02 Nov SGI’s Wisconsin branch builds fastest supercomputer yet in four months
Chippewa Valley, Wis. — Silicon Graphics Inc. built the world’s fastest supercomputer in about 129 days, and it was the company’s Chippewa Falls, Wisconsin, plant that pulled the project together. SGI announced the completion of the $50 million project for NASA last week.
The supercomputer, named Columbia after the space shuttle that crashed last year, runs on SGI’s Altix 3700 systems and 10,240 Intel Itanium 2 processors. Using 16 of its 20 installed Altix systems, the computer can perform a record 42.7 teraflops, or trillion calculations per second. This eclipses the previous efforts of Japan’s Earth Simulator, rated at 35.86 teraflops, and IBM’s Blue Gene/L experiment of 36.01 teraflops.
“The purpose of this machine is to provide the high-end calculations inside NASA for all our divisions and missions,” said William Thigpen, Columbia project manager. “If you look at all the high-end systems out there, this is ten times that.”

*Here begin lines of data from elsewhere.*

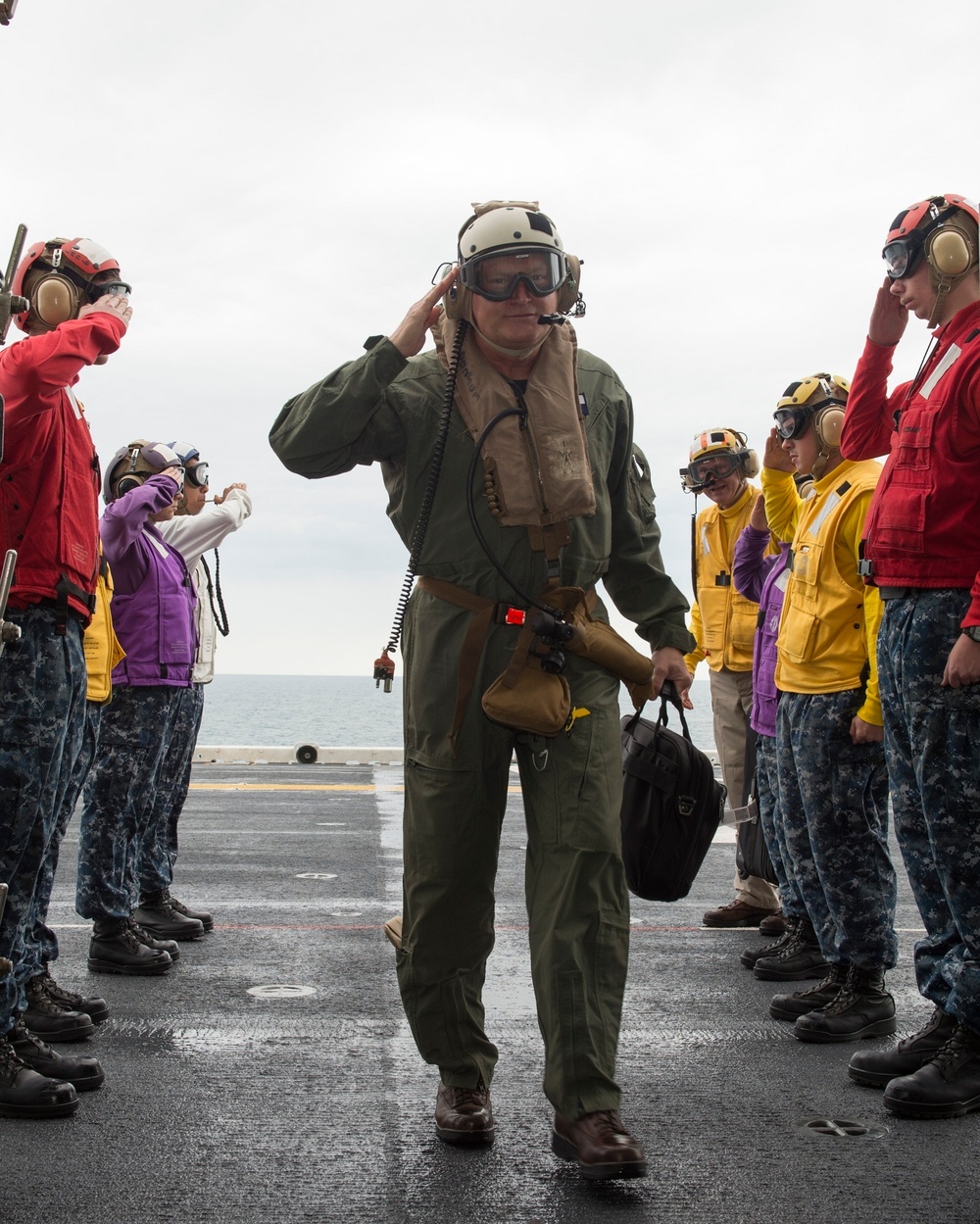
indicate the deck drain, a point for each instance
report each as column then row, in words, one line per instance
column 841, row 1127
column 280, row 992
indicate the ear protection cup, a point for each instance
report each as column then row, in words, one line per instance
column 54, row 299
column 949, row 251
column 828, row 423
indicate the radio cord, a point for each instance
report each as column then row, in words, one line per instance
column 421, row 526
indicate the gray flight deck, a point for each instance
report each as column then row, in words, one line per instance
column 310, row 1102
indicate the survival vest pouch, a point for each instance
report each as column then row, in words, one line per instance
column 672, row 805
column 527, row 698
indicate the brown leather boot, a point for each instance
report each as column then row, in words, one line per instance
column 601, row 1144
column 464, row 1115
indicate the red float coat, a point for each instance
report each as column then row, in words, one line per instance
column 922, row 527
column 49, row 476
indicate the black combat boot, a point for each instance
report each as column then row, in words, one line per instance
column 798, row 958
column 949, row 1086
column 24, row 1093
column 754, row 954
column 50, row 1021
column 862, row 1007
column 205, row 918
column 115, row 949
column 158, row 915
column 794, row 1005
column 877, row 1067
column 161, row 945
column 82, row 1073
column 92, row 1005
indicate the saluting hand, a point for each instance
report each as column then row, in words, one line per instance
column 888, row 318
column 773, row 457
column 410, row 335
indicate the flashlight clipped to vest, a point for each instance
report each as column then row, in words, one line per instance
column 384, row 669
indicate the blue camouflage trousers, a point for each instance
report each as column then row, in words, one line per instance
column 833, row 798
column 771, row 821
column 119, row 796
column 43, row 686
column 40, row 943
column 932, row 748
column 159, row 850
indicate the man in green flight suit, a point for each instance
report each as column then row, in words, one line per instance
column 562, row 501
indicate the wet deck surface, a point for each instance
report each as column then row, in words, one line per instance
column 226, row 1105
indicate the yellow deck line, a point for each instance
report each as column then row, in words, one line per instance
column 304, row 786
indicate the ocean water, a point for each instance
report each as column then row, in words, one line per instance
column 348, row 710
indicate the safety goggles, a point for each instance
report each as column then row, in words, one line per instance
column 107, row 289
column 197, row 476
column 902, row 256
column 710, row 467
column 791, row 422
column 497, row 276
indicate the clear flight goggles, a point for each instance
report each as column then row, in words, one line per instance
column 708, row 468
column 902, row 256
column 197, row 475
column 791, row 422
column 497, row 276
column 107, row 289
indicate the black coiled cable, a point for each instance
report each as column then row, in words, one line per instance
column 215, row 591
column 421, row 526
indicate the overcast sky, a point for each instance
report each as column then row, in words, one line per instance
column 280, row 180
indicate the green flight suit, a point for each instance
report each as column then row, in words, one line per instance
column 384, row 408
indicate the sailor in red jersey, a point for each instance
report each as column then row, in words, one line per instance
column 921, row 549
column 49, row 481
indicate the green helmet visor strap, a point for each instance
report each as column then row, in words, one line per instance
column 496, row 275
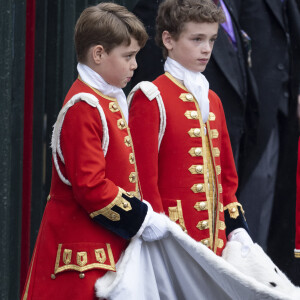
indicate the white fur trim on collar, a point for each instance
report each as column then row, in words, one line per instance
column 55, row 141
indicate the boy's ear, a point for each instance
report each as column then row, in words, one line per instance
column 167, row 40
column 97, row 53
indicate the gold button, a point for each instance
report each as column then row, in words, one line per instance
column 189, row 97
column 131, row 158
column 202, row 205
column 194, row 114
column 121, row 124
column 199, row 169
column 221, row 207
column 205, row 242
column 132, row 177
column 197, row 132
column 127, row 141
column 113, row 216
column 199, row 187
column 198, row 151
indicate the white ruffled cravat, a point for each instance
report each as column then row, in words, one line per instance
column 195, row 82
column 93, row 79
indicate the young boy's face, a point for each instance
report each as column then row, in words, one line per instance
column 117, row 67
column 194, row 45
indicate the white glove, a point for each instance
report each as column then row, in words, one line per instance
column 156, row 227
column 241, row 235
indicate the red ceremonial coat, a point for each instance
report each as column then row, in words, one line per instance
column 175, row 177
column 297, row 239
column 72, row 250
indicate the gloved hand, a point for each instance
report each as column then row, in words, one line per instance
column 156, row 227
column 241, row 235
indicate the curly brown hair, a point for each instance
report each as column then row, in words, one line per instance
column 173, row 14
column 109, row 25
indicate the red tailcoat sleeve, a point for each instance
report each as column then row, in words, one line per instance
column 228, row 175
column 144, row 123
column 84, row 159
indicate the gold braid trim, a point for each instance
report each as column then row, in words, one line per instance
column 233, row 210
column 118, row 201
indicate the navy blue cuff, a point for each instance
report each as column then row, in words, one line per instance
column 124, row 216
column 234, row 223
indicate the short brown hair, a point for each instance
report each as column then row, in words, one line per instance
column 109, row 25
column 173, row 14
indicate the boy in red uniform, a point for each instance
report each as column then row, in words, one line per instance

Columbia will be applied to the four main divisions of NASA: science, aeronautics, space exploration, and knowledge. The system will help the Return to Flight program to open a window for shuttle missions to resume in 2005. It will also be used to analyze fluid dynamics and air flow in spacecraft and provide a model for earthquakes and severe thunderstorms.
“It’s studying this ball — how it moves and how it evolves,” Thigpen said, “[and] it’s looking to the technology that will go to space.”
Thigpen said that the decision to create the Columbia supercomputer was based on the use of the SGI Altix power node at NASA. Since the node had been so successful, NASA officials contracted SGI to build 19 more for a full system, believing that by adding more components they could efficiently power a full computer network.
“We are definitely a prime manufacturing center,” said David Randall, director of manufacturing for SGI’s Chippewa Falls office, the company’s only manufacturing site. “We had the workforce and the technological base to move forward.”
Construction of the computer at Chippewa Falls took approximately 129 days, plus some time to contact suppliers and the main office in Mountain View, California. Four-hundred people participated directly in putting the computer together, half manufacturers and half engineers.
Columbia required 20 Altix Bx2 nodes to handle the 512-processor system, forcing the team to manufacture 19 in a timeframe normally spent on one or two. They also had to develop a specialized power cooling system, including water-cooled doors to keep the nodes from overheating.
“[Bx2] was a project on the drawing board, but engineering wound up pushing it forward for this,” Randall said. “We had to drive up our capacity.”
While the first two nodes were delivered to NASA on June 28, there was a gap of almost a month until the next ones arrived. Large deliveries arrived in late August and late September.
Despite the scope of the project, Thigpen said NASA’s confidence never faded. “It was sort of back-loaded … but in every case, SGI had it up and doing software diagnosis the next day,” he said. “We knew what the potential of the 512-microprocessor [system] was and it has proven well.”